Maersk: up-to-date antivirus “not effective” against Petya

Danish logistics giant Maersk has installed new security systems after confirming that up-to-date Windows and antivirus were not effective against the June Petya ransomware attack. 

“This virus attack was a previously unseen type of malware, and updates and patches applied to both the Windows systems and our antivirus were not an effective protection in this particular case,” the company said in an update Thursday. 

The statement suggests Maersk had applied the security update MS17-010 to patch against the infamous SMB file-sharing exploit that was leaked by the Shadow Brokers in April and subsequently used in WannaCry and Petya. 

For confidentiality reason Maersk said it cannot reveal exactly what new security systems it has put in place. However, after a full post-mortem, the company has offered to share lessons from the incident with customers and partners. 

Maersk has not confirmed its network became infected through a poisoned update from the M.E.Docs software, an accounting package require for firms that do business in Ukraine. It has however previously advertised a finance role in the Ukraine that required familiarity with M.E.Docs software.       

FedEx earlier this week confirmed the initial infection at its subsidiary TNT Express was M.E.Docs. It was unable to say when certain systems will be fully restored and predicted a material impact on its finances. It was also uninsured for such an attack. 
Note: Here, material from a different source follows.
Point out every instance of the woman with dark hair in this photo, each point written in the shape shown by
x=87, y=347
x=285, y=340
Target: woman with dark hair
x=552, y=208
Microsoft found that Petya featured several techniques allowing to compromise a network after infecting just one machine on the network. This included several legitimate penetration testers tools it used to spread across networks, in addition to using the SMB flaw. Microsoft said most infections occurred on Windows 7 systems and claimed that Windows 10's in-built defenses either blocked or mitigated each of the techniques.      

Maersk was one of the first to confirm it was significantly affected by a virus during the Petya ransomware outbreak on June 27. 

It is still working on recovery efforts and returning to “normal customer service levels” after the attack. The company has provided regular global and regional updates to inform customers as it recovers key systems disrupted by the attack. 

Over the past month it has restored customer service phone lines, online track and trace services, booking services, systems for sharing shipping rates, and more. It also shut its job applications system down due to the attack.